Wednesday, September 04, 2013

The Pleasures of Anglophilia

When I was in high school (several millenia ago), a cute exchange student appeared one fall. Her name was Penelope and she was English with blond straight hair, green eyes and a fantastic figure. She dressed modestly, unlike most of her classmates who were typical Harvard Square hooligans. I, for example, commonly wore black jeans, engineer boots, black turtleneck and a blue Oxford cloth button-down shirt. The engineer boots were my personal modification to the intellectual thug uniform.

At that time, Rindge Technical School was across a small park from Cambridge High and Latin. Sitting in the middle of the park was the Cambridge Public Library. Although the true thugs from Rindge (things are often black and white to teenagers) we CHLS students rarely ventured past the library into terra incognita.

One day I approached a small hormone addled mob of boys in this park. A horde of hesitantly hovering bees humming around the flower that was Penny. The difference between them and me was that I was meeting her there to take her for a walk. Desperately trying to look cool and unconcerned the boys chatted to each other about how they did in the swim meet, or the riot in the lunch room last week.

I stood back a little waiting and admiring how her yellow dress, which was far too frilly for the current styles, set off her hair and eyes. Penny noticed me just as one poor guy, in a desperate bid to attract attention through sympathy, started to complain about the unfair marking of the last history test.
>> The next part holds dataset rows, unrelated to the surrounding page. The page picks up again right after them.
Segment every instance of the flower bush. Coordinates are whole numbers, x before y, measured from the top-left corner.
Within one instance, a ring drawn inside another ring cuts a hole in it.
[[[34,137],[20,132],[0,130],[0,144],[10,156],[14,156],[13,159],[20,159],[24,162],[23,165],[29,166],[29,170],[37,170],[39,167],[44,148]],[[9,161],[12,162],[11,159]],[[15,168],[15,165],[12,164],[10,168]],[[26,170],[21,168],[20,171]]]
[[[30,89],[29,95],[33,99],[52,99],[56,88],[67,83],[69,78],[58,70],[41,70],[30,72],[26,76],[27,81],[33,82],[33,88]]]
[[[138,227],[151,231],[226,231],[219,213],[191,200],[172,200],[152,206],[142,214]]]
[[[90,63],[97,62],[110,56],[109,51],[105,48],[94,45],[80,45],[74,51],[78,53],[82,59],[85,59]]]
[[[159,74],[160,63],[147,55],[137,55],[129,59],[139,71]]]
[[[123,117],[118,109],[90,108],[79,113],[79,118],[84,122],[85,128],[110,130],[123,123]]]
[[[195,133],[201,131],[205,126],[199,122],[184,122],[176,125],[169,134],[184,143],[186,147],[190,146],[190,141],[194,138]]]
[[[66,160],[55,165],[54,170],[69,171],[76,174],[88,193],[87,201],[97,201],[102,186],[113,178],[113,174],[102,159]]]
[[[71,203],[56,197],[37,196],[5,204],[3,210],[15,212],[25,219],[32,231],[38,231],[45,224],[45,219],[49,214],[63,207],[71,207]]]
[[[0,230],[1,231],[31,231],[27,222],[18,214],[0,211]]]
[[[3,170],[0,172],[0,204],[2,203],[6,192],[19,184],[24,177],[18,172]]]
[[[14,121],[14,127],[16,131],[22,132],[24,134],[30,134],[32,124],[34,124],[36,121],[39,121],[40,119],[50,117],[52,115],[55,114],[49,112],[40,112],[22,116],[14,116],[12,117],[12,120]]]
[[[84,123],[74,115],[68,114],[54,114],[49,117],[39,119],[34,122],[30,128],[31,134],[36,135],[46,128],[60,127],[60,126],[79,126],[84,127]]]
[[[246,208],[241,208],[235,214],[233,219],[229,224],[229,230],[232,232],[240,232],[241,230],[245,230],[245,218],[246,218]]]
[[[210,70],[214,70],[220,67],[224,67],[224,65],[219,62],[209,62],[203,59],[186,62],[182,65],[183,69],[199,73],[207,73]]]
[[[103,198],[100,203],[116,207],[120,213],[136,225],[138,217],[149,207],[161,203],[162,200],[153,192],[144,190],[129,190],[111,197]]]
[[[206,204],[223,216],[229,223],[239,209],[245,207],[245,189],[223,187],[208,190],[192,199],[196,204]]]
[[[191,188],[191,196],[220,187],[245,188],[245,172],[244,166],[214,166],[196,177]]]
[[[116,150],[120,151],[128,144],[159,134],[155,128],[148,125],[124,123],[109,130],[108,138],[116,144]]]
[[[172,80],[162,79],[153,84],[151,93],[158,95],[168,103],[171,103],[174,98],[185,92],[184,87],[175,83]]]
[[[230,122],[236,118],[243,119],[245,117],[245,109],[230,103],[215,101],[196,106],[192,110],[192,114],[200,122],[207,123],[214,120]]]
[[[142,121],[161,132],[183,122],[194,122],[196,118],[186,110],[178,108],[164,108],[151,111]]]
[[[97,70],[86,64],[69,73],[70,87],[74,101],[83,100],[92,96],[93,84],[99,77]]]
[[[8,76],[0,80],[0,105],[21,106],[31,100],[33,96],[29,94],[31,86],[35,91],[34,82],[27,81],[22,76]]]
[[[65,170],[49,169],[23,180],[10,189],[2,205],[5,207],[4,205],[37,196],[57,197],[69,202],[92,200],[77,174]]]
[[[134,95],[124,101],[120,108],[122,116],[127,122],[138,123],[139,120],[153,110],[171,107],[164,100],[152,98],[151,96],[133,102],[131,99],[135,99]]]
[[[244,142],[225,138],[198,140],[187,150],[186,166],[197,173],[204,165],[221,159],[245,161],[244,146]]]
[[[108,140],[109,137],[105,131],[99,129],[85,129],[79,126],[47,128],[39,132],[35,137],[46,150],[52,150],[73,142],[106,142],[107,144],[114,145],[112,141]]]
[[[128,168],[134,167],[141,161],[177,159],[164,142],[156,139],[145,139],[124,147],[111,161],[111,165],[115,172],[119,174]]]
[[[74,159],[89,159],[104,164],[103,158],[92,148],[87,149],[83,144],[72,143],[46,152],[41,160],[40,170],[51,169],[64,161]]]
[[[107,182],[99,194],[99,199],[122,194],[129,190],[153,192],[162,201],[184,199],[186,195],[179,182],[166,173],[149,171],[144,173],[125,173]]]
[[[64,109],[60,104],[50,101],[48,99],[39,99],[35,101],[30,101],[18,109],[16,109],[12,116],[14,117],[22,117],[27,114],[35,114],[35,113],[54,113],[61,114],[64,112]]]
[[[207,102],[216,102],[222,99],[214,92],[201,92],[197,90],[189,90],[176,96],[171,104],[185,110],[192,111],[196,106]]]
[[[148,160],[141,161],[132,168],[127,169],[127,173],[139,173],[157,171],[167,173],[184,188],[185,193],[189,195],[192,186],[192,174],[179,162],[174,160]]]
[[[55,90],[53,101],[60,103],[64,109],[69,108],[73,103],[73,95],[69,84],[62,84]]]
He got a response from Penny, but not what he was expecting. After listening to him moan and groan for a minute or two she said offhandedly,

"Oh for God's sake. Keep your pecker up."
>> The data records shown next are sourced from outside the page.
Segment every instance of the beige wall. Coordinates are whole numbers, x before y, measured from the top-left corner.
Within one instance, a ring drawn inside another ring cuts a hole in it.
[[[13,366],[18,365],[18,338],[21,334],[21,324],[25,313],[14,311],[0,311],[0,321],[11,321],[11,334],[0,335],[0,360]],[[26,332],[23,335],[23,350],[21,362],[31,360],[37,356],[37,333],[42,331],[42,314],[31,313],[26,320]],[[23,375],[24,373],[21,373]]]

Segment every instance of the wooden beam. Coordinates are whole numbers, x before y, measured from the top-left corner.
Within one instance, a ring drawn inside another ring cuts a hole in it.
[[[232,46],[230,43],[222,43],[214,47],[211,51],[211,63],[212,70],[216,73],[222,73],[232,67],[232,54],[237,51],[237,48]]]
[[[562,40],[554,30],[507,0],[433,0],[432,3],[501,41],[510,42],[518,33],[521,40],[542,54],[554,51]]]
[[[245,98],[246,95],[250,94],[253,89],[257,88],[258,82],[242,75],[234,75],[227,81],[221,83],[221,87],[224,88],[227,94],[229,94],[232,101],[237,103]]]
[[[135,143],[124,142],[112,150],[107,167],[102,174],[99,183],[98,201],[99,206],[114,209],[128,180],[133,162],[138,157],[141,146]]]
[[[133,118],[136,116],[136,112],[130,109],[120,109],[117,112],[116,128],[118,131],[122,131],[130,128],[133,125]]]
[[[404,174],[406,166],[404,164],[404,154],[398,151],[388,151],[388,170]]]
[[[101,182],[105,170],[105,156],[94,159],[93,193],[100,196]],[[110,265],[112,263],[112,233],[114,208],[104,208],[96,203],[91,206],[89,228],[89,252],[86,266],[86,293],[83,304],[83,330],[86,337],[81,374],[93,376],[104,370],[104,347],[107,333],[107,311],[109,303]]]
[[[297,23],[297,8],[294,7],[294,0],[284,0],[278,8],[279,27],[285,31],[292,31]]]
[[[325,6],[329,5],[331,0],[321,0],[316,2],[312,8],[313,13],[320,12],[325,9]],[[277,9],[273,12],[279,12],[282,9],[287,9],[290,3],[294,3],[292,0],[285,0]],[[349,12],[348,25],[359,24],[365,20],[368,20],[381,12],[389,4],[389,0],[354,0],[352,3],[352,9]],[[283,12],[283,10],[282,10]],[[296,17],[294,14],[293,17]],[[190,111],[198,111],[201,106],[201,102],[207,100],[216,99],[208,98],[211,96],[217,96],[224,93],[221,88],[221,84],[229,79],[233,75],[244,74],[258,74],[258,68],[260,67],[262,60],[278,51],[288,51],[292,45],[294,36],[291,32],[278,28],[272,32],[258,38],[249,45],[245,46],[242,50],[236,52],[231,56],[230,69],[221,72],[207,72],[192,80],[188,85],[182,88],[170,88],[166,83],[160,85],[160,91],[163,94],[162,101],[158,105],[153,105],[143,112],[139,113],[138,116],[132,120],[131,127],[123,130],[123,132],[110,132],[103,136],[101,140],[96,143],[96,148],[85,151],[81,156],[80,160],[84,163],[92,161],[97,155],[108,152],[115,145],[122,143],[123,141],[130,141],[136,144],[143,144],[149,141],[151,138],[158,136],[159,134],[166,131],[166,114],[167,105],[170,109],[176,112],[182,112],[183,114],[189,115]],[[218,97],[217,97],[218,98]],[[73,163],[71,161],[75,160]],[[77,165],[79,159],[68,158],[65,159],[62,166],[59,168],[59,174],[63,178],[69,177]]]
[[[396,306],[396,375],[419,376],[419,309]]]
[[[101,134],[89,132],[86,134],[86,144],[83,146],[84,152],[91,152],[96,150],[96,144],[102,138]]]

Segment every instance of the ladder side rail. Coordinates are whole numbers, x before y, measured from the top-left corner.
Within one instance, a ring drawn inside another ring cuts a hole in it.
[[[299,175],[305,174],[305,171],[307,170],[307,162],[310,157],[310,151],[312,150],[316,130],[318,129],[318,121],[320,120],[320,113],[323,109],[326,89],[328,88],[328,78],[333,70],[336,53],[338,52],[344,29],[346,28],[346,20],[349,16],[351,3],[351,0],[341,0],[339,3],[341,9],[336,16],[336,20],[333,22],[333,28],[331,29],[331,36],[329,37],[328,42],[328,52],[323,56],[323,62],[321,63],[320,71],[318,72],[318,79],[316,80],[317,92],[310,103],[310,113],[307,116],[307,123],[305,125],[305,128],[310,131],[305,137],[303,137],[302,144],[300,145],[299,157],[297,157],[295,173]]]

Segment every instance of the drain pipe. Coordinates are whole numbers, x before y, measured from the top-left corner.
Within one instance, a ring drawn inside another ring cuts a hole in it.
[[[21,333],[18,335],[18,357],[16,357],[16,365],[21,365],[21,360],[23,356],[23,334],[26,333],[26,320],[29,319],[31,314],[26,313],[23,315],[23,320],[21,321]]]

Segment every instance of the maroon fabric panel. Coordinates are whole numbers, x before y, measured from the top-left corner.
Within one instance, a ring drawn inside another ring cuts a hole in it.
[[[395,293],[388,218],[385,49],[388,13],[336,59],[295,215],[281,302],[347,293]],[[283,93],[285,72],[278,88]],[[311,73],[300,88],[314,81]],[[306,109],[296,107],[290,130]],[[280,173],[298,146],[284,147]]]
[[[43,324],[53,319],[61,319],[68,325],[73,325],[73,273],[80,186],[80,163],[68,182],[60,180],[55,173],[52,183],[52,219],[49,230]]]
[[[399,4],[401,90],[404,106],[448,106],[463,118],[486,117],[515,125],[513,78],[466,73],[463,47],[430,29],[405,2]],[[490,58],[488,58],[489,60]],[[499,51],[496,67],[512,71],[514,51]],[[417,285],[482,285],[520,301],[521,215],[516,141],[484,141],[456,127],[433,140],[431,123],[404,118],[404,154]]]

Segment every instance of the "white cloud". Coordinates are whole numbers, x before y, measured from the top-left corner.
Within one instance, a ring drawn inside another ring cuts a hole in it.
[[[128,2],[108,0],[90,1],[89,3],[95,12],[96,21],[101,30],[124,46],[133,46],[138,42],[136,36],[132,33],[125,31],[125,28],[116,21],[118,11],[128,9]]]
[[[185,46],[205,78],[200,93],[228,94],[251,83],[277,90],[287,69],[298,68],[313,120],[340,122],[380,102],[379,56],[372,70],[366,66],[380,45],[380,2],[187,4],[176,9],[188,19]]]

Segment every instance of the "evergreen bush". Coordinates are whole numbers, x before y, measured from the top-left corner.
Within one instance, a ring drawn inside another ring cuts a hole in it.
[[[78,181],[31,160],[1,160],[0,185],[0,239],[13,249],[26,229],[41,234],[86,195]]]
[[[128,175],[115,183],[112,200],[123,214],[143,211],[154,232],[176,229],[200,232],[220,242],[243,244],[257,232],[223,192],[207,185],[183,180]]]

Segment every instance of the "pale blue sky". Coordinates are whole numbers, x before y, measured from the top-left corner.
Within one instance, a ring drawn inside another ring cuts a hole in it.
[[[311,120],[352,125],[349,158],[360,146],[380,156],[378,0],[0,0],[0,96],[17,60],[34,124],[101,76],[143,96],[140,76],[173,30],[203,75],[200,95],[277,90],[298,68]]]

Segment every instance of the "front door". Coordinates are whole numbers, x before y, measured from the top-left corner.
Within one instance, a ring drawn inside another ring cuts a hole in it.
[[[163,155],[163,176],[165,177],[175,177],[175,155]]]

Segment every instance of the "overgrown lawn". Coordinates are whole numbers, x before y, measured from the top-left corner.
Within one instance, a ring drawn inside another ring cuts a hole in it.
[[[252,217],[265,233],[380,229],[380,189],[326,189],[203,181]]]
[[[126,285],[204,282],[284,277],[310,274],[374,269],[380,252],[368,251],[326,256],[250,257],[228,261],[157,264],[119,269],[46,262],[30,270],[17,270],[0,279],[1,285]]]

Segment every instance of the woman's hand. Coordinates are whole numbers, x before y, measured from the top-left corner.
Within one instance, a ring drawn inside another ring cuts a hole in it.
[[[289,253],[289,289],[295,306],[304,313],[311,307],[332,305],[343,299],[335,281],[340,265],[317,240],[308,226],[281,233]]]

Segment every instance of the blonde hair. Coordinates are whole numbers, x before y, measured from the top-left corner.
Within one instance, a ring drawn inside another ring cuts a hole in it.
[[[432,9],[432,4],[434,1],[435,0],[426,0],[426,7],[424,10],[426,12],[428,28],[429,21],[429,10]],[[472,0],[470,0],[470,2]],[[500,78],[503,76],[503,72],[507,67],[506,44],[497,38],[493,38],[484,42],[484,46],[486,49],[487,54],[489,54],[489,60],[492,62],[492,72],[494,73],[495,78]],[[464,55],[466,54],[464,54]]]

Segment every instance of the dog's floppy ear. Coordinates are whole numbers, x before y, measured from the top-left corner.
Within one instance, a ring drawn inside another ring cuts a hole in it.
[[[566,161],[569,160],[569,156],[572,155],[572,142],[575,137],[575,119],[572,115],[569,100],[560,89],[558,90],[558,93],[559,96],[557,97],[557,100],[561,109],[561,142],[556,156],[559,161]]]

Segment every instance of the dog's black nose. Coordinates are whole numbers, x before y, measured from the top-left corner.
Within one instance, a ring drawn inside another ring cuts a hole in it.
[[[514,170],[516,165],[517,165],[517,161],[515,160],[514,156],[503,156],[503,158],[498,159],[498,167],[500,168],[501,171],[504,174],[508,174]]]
The sudden silence was amazing, as was the rising blush on the faces of the other boys as they slithered off in disbelief.

"What did I say?" she asked me. An anglophile even then, I knew what that what she'd said was "keep a stiff upper lip" or as some would say these days "man-up". I very diplomatically hinted at possible other interpretations. She laughed.

"What a bunch of wankers," she said.

I agreed, and we walked down to the Charles River to ... ummm ... discuss it in more detail.